Siroyan Technology Ltd has lifted the lid on the Rubicon soft core system-on-a-chip (SoC) architecture which the London, UK company says will deliver true silicon intellectual property (SIP) portability to systems designers (CI No 3718). Siroyan will publish the architecture to prospective silicon founders before the end of this year, with a view to making deliverables, including a compiler and some ASIC libraries, available by the third quarter in 2001.
When prospective partners get their hands on Rubicon, they will see a new approach to SoC design, allowing them to use a single compiler and toolset to develop both general-purpose processor and digital signal processing features on a single device. As well as providing a more elegant solution to modern digital device design, Siroyan’s technology director, Adrian Wise, claims Rubicon will facilitate RISC and DSP performance optimization, reduce development costs, and avoid tying designers into specific toolsets or silicon foundries.

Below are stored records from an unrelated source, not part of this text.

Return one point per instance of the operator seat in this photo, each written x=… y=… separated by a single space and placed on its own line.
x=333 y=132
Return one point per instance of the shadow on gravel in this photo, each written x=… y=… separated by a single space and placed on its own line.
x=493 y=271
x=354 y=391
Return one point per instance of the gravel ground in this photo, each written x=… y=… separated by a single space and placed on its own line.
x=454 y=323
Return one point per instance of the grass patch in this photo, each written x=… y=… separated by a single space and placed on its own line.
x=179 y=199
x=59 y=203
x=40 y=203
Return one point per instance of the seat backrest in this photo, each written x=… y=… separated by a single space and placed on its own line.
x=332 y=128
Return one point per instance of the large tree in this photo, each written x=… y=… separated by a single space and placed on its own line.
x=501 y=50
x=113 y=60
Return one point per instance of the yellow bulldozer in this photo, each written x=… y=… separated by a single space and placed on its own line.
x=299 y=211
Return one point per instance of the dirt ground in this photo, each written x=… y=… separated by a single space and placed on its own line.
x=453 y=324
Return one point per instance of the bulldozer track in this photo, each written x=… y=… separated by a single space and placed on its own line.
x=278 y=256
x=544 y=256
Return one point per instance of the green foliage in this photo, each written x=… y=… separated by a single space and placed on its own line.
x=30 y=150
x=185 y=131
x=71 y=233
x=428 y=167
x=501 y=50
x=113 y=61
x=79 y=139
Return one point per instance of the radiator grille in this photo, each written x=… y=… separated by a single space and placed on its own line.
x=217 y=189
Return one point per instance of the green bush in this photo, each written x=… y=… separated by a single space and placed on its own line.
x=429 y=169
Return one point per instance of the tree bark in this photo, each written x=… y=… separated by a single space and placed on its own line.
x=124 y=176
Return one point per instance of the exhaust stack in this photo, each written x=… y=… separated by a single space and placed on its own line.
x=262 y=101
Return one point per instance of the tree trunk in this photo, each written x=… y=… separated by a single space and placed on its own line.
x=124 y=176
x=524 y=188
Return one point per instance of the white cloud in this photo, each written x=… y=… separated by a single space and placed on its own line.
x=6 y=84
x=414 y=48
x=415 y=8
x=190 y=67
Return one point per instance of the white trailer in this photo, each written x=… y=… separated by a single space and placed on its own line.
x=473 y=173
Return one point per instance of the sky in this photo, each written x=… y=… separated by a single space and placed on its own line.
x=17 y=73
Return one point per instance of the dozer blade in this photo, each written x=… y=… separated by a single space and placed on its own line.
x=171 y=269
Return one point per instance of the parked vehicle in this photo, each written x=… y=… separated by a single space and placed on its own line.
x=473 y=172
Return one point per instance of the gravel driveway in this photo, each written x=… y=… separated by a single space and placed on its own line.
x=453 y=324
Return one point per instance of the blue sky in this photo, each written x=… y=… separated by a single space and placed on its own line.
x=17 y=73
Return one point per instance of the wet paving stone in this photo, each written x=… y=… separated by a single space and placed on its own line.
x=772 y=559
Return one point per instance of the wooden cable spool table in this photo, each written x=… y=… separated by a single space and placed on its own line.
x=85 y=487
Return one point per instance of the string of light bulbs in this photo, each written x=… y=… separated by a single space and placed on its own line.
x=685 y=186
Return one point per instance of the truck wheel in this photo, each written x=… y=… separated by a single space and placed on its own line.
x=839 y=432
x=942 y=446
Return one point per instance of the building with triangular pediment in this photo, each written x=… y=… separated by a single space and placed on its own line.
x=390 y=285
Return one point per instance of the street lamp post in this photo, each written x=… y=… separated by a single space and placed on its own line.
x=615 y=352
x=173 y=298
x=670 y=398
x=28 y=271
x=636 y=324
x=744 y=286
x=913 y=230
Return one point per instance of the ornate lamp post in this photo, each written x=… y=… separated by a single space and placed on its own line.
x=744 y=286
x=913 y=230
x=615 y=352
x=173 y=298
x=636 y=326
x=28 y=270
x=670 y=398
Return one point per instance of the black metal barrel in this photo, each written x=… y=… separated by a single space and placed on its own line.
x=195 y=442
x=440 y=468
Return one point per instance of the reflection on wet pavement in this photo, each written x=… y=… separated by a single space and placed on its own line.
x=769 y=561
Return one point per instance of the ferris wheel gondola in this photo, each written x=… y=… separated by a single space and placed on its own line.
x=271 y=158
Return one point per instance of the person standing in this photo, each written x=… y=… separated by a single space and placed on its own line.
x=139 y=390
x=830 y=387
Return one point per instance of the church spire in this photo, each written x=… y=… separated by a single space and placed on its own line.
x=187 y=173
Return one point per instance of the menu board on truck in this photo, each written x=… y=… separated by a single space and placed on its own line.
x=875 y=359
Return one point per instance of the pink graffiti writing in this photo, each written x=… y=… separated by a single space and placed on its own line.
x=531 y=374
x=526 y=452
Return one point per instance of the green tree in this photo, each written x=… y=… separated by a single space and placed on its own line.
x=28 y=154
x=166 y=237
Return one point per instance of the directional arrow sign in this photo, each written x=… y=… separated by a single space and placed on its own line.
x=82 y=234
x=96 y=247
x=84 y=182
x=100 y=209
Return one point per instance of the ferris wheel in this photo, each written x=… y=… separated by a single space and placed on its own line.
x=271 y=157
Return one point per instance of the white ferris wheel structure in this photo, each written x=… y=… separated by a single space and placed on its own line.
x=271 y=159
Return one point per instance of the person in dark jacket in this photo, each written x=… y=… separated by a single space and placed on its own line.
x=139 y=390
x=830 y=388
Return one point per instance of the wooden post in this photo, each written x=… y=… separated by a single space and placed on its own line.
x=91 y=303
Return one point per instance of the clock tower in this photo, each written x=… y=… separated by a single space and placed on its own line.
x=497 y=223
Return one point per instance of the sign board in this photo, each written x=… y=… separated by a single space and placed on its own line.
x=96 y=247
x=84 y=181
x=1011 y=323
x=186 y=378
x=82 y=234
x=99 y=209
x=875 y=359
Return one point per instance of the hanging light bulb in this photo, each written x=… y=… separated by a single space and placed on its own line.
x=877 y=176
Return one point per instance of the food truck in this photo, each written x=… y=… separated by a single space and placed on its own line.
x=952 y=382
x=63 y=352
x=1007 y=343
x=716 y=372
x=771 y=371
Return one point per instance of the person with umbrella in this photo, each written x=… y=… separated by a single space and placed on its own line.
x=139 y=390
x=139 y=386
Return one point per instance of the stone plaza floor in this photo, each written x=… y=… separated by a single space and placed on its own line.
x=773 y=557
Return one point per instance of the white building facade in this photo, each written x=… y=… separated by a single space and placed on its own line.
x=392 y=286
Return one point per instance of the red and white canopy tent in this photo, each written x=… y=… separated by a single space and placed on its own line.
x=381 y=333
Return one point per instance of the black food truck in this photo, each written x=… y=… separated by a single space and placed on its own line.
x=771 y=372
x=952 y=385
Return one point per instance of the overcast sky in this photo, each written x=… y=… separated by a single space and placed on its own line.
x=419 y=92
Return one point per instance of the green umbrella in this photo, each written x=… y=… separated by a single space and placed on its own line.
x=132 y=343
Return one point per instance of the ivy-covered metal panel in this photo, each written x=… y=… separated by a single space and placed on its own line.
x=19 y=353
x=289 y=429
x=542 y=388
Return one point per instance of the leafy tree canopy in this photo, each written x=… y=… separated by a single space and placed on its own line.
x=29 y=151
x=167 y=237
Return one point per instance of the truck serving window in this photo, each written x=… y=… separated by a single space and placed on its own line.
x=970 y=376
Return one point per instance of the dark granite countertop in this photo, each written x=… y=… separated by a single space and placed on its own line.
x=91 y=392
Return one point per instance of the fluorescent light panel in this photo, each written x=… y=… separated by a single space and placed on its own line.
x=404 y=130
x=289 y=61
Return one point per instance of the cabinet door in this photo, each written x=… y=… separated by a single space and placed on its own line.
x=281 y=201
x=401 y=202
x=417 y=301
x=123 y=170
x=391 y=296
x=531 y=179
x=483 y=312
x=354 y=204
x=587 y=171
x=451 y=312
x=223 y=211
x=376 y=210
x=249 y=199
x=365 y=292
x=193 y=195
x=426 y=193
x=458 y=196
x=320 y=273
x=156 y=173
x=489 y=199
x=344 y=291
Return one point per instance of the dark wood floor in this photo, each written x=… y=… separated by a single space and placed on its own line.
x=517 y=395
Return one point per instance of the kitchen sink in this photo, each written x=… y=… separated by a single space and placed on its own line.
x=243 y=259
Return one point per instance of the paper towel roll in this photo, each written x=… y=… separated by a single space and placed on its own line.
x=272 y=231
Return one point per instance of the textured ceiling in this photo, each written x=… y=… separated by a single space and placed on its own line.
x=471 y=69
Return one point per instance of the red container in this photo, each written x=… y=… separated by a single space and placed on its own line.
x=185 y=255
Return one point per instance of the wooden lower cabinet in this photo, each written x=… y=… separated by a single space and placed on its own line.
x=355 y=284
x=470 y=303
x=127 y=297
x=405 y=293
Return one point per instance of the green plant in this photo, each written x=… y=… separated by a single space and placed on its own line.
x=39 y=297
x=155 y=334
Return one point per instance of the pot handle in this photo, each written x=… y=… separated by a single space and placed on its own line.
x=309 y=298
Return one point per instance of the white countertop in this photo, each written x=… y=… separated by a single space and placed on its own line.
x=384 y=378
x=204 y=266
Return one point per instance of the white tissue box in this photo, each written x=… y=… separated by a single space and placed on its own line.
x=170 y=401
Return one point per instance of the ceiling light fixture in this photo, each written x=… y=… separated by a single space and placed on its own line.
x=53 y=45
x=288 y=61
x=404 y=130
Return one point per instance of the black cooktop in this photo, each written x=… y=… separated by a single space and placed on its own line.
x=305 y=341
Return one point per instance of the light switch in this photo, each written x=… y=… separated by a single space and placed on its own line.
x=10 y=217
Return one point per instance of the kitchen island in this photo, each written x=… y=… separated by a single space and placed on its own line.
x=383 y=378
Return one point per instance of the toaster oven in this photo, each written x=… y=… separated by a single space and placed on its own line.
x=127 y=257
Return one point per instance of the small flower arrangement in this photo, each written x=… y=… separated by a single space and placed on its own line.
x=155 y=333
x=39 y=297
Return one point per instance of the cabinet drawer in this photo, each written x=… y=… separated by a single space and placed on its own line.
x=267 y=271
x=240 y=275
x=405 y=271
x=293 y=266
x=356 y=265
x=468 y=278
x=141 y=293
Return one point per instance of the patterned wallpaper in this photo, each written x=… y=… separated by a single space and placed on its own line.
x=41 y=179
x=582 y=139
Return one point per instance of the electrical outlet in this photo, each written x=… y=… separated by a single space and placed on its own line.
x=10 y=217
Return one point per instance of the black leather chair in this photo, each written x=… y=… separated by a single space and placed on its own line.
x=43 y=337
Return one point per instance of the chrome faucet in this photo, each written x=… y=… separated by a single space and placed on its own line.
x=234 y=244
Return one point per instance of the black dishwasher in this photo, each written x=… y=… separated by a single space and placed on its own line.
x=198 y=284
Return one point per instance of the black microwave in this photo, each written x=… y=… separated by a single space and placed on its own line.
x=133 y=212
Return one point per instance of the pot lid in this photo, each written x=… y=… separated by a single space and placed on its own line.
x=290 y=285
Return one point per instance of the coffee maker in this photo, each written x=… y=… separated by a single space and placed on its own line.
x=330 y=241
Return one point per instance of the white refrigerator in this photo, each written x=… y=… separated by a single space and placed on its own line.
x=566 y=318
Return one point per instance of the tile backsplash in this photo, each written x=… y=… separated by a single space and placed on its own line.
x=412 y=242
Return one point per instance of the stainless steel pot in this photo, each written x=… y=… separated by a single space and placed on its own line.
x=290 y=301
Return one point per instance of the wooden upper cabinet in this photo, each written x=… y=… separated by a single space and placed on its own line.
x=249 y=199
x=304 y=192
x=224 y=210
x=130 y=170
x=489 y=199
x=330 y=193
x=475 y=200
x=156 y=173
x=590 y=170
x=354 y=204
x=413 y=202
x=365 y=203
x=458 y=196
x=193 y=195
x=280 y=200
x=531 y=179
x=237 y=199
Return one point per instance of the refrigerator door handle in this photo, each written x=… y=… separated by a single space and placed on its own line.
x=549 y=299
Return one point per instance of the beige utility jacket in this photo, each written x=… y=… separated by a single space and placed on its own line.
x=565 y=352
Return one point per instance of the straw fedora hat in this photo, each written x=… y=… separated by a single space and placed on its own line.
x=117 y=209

Rubicon is aimed at designers of next generation internet appliances, and as such assumes that general purpose processing and DSP functionality will be a de facto requirement of all its customers. This hybrid architecture will only be available as configurable SoC SIP, and will not be available as a discrete processor. This might impact the performance of Rubicon processors when compared to hard core devices, but its advantage, said Wise, is that it will shorten developers’ lead times and free them from the constraints of proprietary foundry processes.
Also in the interests of shortening development cycles and reducing costs, Siroyan is planning to offer a professional quality tool-chain which can be configured at the same time as the SIP. This should enable developers to test designs against real code during the configuration phase and, critically, Siroyan is planning to make this possible using standard high-level languages. To achieve this Siroyan sees the development of its own compiler as a key strategy. It will be distributed free to interested parties, but its importance lies in the need for a compiler that can optimize code to the very specific architectural features available to designers in the Rubicon architecture.
Although the company has to some extent emphasized the merits of openness and ease of programming over sheer performance, Wise concedes that Rubicon will need to perform to attract adherents. With this is in mind, Siroyan has set itself another daunting challenge, and opted for a clustered very long instruction word (VLIW) approach. To accommodate this, Rubicon makes provision for inter-cluster communication, allowing VLIW to be applied to the problem of realizing instruction level parallelism without swamping the register file with an unmanageable volume of requests for operands from execution units.
Clearly, there are likely to be plenty of hurdles for Siroyan to vault on its journey to delivering Rubicon in a usable form, but Wise is confident that its 18 month time frame is not over ambitious. The company is already, he said, planning what kinds of ASIC library to make available in 2001, but is keeping its plans under wraps until then.